Most known KBO binaries are resolved. That means the two binary components can be seen in images taken by telescopes, mostly by Hubble which is in space and does not suffer from atmospheric distortion of the images. You can read more about resolved binaries here.
A particularly interesting subset of the binary population are the contact binaries which are identified from their extremely variable lightcurves (∆m>0.9 mag; see Figures 1 & 2). So far, 1 contact binary has been identified in the Kuiper belt and 3 contact binaries have been found in the Trojans (Mann, Jewitt & Lacerda 2007). These discoveries suggest high intrinsic contact binaries abundances (>10%; Lacerda 2011) among both Trojans and KBOs.

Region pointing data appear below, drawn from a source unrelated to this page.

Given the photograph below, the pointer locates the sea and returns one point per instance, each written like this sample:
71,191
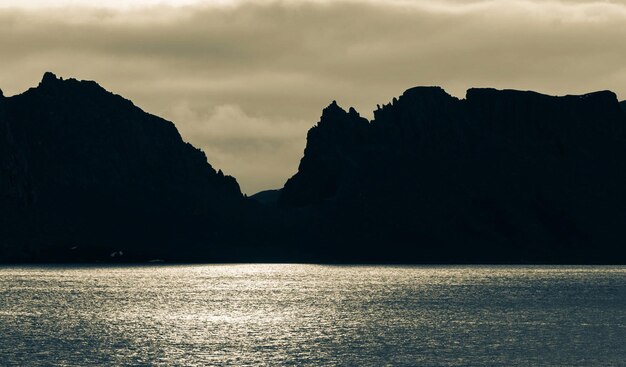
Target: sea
312,315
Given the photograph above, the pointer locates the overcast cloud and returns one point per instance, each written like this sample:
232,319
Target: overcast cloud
244,80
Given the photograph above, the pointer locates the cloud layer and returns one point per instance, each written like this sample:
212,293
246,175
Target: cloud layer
244,80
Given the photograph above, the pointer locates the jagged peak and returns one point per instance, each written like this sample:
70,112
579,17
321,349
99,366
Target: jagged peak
333,108
48,78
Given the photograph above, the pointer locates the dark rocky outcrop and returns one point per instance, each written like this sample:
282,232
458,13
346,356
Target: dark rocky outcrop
501,176
87,169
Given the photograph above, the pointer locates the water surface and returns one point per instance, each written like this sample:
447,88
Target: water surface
314,315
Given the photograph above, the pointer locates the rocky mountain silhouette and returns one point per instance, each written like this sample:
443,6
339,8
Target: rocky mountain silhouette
500,176
85,169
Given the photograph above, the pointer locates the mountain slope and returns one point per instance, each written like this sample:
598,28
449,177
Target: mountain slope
92,170
501,176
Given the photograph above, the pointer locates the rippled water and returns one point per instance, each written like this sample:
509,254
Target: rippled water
273,315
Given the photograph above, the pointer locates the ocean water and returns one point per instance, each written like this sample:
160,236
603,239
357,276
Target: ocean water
313,315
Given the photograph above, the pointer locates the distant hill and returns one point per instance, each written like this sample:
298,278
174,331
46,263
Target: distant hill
267,197
500,176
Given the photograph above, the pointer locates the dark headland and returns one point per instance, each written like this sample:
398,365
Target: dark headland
501,176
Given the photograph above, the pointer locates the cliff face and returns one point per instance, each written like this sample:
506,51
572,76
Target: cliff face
497,176
97,171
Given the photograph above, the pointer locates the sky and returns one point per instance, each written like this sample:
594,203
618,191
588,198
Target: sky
245,80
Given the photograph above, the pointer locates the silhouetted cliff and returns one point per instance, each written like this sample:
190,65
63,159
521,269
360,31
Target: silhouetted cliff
501,176
87,169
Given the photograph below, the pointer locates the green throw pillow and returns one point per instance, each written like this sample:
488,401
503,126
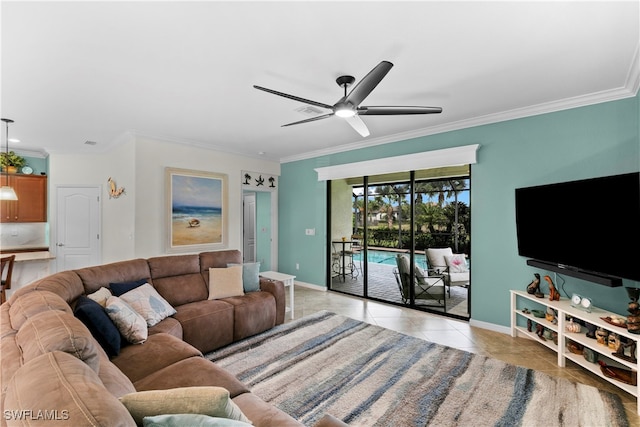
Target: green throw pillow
211,401
250,276
191,420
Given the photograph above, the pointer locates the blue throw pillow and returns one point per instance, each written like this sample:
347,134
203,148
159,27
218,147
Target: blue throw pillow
99,324
118,289
191,420
250,276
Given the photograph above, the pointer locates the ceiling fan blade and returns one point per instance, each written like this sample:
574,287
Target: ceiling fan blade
357,123
295,98
392,111
368,83
312,119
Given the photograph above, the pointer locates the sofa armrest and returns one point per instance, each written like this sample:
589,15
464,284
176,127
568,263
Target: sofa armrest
276,288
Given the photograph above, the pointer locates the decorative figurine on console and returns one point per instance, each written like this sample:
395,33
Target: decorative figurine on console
551,316
554,295
626,350
633,319
534,287
591,330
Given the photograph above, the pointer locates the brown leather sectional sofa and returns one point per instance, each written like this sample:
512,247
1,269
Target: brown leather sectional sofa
54,372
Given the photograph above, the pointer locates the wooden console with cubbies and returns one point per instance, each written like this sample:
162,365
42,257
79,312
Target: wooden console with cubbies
521,300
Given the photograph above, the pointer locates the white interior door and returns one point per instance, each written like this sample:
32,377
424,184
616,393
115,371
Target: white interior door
249,227
77,227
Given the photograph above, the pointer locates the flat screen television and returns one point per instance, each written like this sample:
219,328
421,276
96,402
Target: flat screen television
590,226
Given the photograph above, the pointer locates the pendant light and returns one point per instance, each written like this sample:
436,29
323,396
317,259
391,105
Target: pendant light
6,192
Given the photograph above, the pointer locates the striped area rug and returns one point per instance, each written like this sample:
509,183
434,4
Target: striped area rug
371,376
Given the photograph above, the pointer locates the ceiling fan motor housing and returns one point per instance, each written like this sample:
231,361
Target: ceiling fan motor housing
345,81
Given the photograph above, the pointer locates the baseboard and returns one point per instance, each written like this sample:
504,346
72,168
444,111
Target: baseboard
490,326
310,286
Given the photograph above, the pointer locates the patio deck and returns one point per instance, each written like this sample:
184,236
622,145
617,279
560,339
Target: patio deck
382,285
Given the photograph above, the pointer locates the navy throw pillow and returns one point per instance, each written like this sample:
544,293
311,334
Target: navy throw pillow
96,319
118,289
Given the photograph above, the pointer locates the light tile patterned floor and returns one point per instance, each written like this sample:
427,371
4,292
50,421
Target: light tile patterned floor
454,333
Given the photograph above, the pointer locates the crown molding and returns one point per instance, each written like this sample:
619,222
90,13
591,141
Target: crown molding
629,90
463,155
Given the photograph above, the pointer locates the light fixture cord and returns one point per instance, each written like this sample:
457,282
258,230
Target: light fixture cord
7,141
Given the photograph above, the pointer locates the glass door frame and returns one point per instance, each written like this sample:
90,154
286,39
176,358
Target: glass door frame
411,250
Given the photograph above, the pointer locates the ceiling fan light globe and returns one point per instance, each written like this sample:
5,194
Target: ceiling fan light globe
345,112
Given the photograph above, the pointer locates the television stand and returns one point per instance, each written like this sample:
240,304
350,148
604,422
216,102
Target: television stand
601,279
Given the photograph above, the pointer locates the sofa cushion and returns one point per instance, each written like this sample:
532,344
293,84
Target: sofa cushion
96,319
100,296
33,303
191,420
130,323
207,324
59,382
253,313
120,288
57,331
113,378
217,259
93,278
212,401
177,278
250,276
159,351
225,282
148,303
66,284
168,326
191,372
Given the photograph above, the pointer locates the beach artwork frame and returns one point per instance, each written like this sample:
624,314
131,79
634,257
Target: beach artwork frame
196,211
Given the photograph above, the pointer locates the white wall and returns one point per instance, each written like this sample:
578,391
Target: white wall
94,170
133,226
153,156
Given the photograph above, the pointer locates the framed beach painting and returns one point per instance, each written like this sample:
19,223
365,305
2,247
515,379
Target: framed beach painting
196,210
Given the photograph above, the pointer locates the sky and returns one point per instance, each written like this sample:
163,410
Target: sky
196,191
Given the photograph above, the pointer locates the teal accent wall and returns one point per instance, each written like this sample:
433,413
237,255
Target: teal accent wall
585,142
38,164
263,230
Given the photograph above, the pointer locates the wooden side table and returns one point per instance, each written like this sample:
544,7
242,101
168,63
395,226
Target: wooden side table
288,282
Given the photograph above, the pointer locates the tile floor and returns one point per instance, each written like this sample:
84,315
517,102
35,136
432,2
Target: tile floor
454,333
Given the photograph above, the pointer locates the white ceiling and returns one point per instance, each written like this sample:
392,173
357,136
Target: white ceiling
183,71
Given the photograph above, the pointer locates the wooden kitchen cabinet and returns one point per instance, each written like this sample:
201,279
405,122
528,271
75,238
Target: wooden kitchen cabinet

Asteroid (624) Hektor is the most famous contact binary in the solar system. Hektor is the largest known Jovian Trojan, measuring more than 350 km along its largest dimension. By far the most striking feature of Hektor is its extreme shape, first inferred from its rotational lightcurve. Depending on position along the orbit, the lightcurve range of Hektor varies between ∆m = 0.1 magnitudes and an extreme ∆m = 1.2 magnitudes (see Fig. 1). The 1.2 mag variability is indicative of a highly elongated shape with a long- to short-axis ratio a/b ≈ 3, making Hektor the most elongated object of its size.
Importance of Contact Binaries
Contact binaries are particularly useful for a number of reasons. Firstly, their abundance relative to more distant, resolved binaries will depend strongly on (and hence constrain) the collisional history of the population. Secondly, and more importantly, their bulk densities (proxy for composition) can be estimated from careful modelling of their lightcurves (Lacerda & Jewitt 2007). Densities are hard to measure remotely but are extremely important as an indicator of the bulk composition of an object. Modelling of 1 of the KBOs and 2 of the Trojan CBs mentioned above has revealed densities near 0.6 g/cm³. This surprisingly low density requires an almost pure icy composition and significant porosity. Even more surprising is that the remaining 1 KBO and 1 Trojan (Hektor) have densities in excess of 2 g/cm³ uncovering a significant compositional diversity in these populations. As more contact binaries are discovered in the future we hope to understand how the diversity relates with other properties.